An AR app at Hybrid Architecture.

On Thursday night in an office on 12th and Pike on Capitol Hill, a firm called Hybrid Architecture showed off a nifty augmented reality application created by their intern, Joy Wilson. The event was part of Art Walk and featured stations where one could view 3D models of buildings on smart phones and iPads by pointing them at 2D maps.

The star of the night was Rufus, a scruffy dog belonging to one of the firm’s partners, who wandered through the office with a 360 camera strapped to his back. Attendees were invited to view a 360 movie that Rufus had shot via a Google Cardboard on a string hanging from the ceiling. 

Rufus the Architecture Dog, filming with a 360 camera strapped to his back.

Other Cardboards hanging from the ceiling allowed viewers to virtually walk through various Hybrid projects. Wilson explained, “Each project contained several portals in which the user could move themselves through each building site and explore at his or her own pace. The open source nature of this tech allows it to have an astounding reach in terms of audience and show our buildings in varying degrees of construction completeness in its context which is invaluable as a tool to communicate with clients.”

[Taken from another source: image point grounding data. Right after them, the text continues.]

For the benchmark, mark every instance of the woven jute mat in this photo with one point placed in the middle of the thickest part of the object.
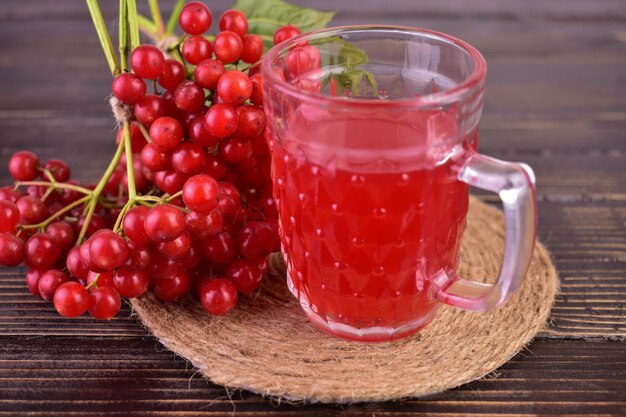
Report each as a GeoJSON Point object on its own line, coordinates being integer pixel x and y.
{"type": "Point", "coordinates": [267, 345]}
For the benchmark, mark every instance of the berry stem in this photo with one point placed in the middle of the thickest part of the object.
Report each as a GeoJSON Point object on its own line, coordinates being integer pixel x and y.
{"type": "Point", "coordinates": [147, 26]}
{"type": "Point", "coordinates": [133, 25]}
{"type": "Point", "coordinates": [130, 170]}
{"type": "Point", "coordinates": [155, 11]}
{"type": "Point", "coordinates": [103, 35]}
{"type": "Point", "coordinates": [48, 175]}
{"type": "Point", "coordinates": [91, 208]}
{"type": "Point", "coordinates": [123, 38]}
{"type": "Point", "coordinates": [55, 185]}
{"type": "Point", "coordinates": [144, 132]}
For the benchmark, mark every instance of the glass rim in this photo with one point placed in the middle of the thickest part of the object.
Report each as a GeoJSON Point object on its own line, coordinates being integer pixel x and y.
{"type": "Point", "coordinates": [449, 96]}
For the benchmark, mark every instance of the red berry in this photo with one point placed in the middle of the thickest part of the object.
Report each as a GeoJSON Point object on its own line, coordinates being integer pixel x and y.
{"type": "Point", "coordinates": [24, 165]}
{"type": "Point", "coordinates": [173, 287]}
{"type": "Point", "coordinates": [75, 265]}
{"type": "Point", "coordinates": [218, 296]}
{"type": "Point", "coordinates": [96, 223]}
{"type": "Point", "coordinates": [172, 75]}
{"type": "Point", "coordinates": [32, 280]}
{"type": "Point", "coordinates": [257, 89]}
{"type": "Point", "coordinates": [195, 18]}
{"type": "Point", "coordinates": [221, 120]}
{"type": "Point", "coordinates": [59, 169]}
{"type": "Point", "coordinates": [252, 49]}
{"type": "Point", "coordinates": [203, 225]}
{"type": "Point", "coordinates": [246, 275]}
{"type": "Point", "coordinates": [128, 88]}
{"type": "Point", "coordinates": [108, 250]}
{"type": "Point", "coordinates": [284, 33]}
{"type": "Point", "coordinates": [189, 96]}
{"type": "Point", "coordinates": [214, 167]}
{"type": "Point", "coordinates": [147, 110]}
{"type": "Point", "coordinates": [200, 193]}
{"type": "Point", "coordinates": [234, 21]}
{"type": "Point", "coordinates": [9, 194]}
{"type": "Point", "coordinates": [154, 158]}
{"type": "Point", "coordinates": [166, 133]}
{"type": "Point", "coordinates": [104, 279]}
{"type": "Point", "coordinates": [170, 181]}
{"type": "Point", "coordinates": [219, 248]}
{"type": "Point", "coordinates": [234, 150]}
{"type": "Point", "coordinates": [196, 48]}
{"type": "Point", "coordinates": [133, 225]}
{"type": "Point", "coordinates": [9, 216]}
{"type": "Point", "coordinates": [70, 299]}
{"type": "Point", "coordinates": [130, 284]}
{"type": "Point", "coordinates": [139, 257]}
{"type": "Point", "coordinates": [256, 241]}
{"type": "Point", "coordinates": [104, 303]}
{"type": "Point", "coordinates": [227, 47]}
{"type": "Point", "coordinates": [188, 158]}
{"type": "Point", "coordinates": [177, 248]}
{"type": "Point", "coordinates": [200, 135]}
{"type": "Point", "coordinates": [162, 267]}
{"type": "Point", "coordinates": [251, 121]}
{"type": "Point", "coordinates": [63, 232]}
{"type": "Point", "coordinates": [11, 249]}
{"type": "Point", "coordinates": [208, 72]}
{"type": "Point", "coordinates": [147, 61]}
{"type": "Point", "coordinates": [234, 87]}
{"type": "Point", "coordinates": [42, 250]}
{"type": "Point", "coordinates": [49, 282]}
{"type": "Point", "coordinates": [192, 258]}
{"type": "Point", "coordinates": [164, 223]}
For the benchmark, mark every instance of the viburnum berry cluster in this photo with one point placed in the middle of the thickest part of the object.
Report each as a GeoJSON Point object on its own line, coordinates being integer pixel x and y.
{"type": "Point", "coordinates": [185, 206]}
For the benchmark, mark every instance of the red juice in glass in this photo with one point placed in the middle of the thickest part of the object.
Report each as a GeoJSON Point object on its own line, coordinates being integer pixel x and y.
{"type": "Point", "coordinates": [372, 133]}
{"type": "Point", "coordinates": [366, 229]}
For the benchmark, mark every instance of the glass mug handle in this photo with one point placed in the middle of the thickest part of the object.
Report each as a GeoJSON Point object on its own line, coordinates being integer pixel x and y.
{"type": "Point", "coordinates": [515, 184]}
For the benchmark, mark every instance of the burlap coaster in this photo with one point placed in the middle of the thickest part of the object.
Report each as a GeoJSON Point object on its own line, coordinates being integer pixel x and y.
{"type": "Point", "coordinates": [268, 346]}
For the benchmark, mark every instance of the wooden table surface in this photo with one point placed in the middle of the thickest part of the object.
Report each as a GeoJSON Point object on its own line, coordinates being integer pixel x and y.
{"type": "Point", "coordinates": [556, 99]}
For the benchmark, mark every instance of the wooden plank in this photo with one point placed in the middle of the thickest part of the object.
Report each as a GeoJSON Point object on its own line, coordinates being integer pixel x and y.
{"type": "Point", "coordinates": [60, 376]}
{"type": "Point", "coordinates": [588, 244]}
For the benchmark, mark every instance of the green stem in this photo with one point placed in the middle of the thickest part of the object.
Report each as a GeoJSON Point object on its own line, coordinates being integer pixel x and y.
{"type": "Point", "coordinates": [130, 169]}
{"type": "Point", "coordinates": [147, 26]}
{"type": "Point", "coordinates": [56, 185]}
{"type": "Point", "coordinates": [103, 35]}
{"type": "Point", "coordinates": [57, 214]}
{"type": "Point", "coordinates": [123, 40]}
{"type": "Point", "coordinates": [171, 23]}
{"type": "Point", "coordinates": [155, 11]}
{"type": "Point", "coordinates": [144, 131]}
{"type": "Point", "coordinates": [98, 190]}
{"type": "Point", "coordinates": [133, 25]}
{"type": "Point", "coordinates": [120, 217]}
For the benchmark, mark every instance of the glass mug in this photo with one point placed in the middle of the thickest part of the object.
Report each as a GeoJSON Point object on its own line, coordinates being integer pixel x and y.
{"type": "Point", "coordinates": [372, 182]}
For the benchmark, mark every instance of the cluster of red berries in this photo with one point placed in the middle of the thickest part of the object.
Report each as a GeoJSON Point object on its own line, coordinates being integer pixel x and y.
{"type": "Point", "coordinates": [203, 221]}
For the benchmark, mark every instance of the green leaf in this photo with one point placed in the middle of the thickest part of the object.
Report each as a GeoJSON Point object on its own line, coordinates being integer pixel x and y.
{"type": "Point", "coordinates": [347, 59]}
{"type": "Point", "coordinates": [265, 16]}
{"type": "Point", "coordinates": [171, 23]}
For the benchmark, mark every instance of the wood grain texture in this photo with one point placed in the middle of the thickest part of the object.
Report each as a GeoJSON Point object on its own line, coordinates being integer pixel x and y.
{"type": "Point", "coordinates": [136, 377]}
{"type": "Point", "coordinates": [556, 99]}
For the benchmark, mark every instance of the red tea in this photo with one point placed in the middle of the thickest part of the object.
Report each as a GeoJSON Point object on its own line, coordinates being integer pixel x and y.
{"type": "Point", "coordinates": [367, 225]}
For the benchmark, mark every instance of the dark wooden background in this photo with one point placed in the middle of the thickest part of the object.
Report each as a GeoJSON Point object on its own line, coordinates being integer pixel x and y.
{"type": "Point", "coordinates": [556, 99]}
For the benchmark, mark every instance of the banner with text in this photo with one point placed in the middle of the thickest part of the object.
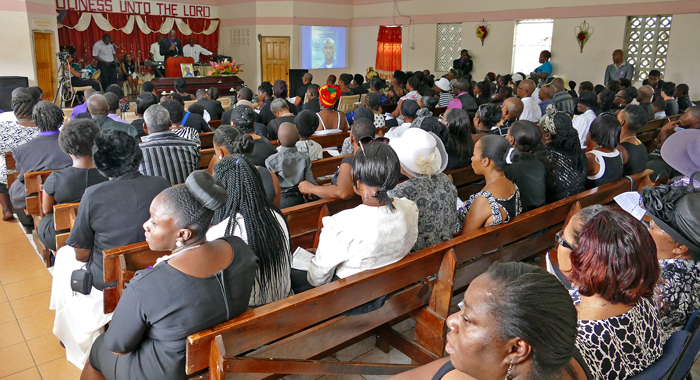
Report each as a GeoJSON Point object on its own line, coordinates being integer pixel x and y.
{"type": "Point", "coordinates": [154, 8]}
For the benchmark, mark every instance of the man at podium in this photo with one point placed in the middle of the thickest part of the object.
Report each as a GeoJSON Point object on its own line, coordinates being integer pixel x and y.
{"type": "Point", "coordinates": [170, 46]}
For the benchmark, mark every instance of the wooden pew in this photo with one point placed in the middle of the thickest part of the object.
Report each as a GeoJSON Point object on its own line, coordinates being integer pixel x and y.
{"type": "Point", "coordinates": [297, 328]}
{"type": "Point", "coordinates": [64, 216]}
{"type": "Point", "coordinates": [11, 165]}
{"type": "Point", "coordinates": [206, 139]}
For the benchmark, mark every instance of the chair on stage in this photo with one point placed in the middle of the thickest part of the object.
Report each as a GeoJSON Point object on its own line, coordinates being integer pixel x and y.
{"type": "Point", "coordinates": [172, 66]}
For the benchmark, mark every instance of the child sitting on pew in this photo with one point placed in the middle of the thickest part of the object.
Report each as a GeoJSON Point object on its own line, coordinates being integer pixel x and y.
{"type": "Point", "coordinates": [307, 123]}
{"type": "Point", "coordinates": [380, 231]}
{"type": "Point", "coordinates": [290, 165]}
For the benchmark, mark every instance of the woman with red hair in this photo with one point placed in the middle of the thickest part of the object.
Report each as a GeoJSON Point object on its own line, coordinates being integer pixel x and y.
{"type": "Point", "coordinates": [610, 259]}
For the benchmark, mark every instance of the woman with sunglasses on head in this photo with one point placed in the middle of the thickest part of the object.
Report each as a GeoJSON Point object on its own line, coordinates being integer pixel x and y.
{"type": "Point", "coordinates": [563, 159]}
{"type": "Point", "coordinates": [499, 200]}
{"type": "Point", "coordinates": [610, 260]}
{"type": "Point", "coordinates": [517, 322]}
{"type": "Point", "coordinates": [604, 161]}
{"type": "Point", "coordinates": [486, 118]}
{"type": "Point", "coordinates": [460, 145]}
{"type": "Point", "coordinates": [379, 232]}
{"type": "Point", "coordinates": [423, 158]}
{"type": "Point", "coordinates": [675, 228]}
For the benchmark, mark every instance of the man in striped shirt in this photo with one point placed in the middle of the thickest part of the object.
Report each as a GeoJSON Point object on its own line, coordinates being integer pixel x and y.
{"type": "Point", "coordinates": [165, 154]}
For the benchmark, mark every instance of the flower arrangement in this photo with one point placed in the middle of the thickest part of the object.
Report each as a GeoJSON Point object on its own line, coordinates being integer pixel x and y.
{"type": "Point", "coordinates": [583, 33]}
{"type": "Point", "coordinates": [225, 68]}
{"type": "Point", "coordinates": [482, 31]}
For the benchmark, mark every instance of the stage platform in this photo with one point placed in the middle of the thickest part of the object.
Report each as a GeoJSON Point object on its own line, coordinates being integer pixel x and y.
{"type": "Point", "coordinates": [226, 85]}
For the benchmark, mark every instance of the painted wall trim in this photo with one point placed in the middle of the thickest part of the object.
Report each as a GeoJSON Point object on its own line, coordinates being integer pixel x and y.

Wilson believes that architects will continue to be drawn to AR tech because it makes it easier to communicate with clients. “There is something still so undeniably flat about even the most compelling architectural rendering to people outside of the design domain. AR/VR has the ability to describe so many different layers of information beyond a still image–what does it sound like? What does it look like just to the left? What does it look like if I manipulate the scale in real time?  By addressing these questions, AR/VR will be able to answer the question ‘what does it feel like to experience that space?’ and allow people to fully immerse themselves in architectural spaces before they come to fruition,” Wilson said.

It all makes perfect sense to me, and it will be interesting to watch how far firms like Hybrid take this tech. One can only hope that AR will result in buildings that aren’t as boring and dull as the condos currently sprouting on Capitol Hill.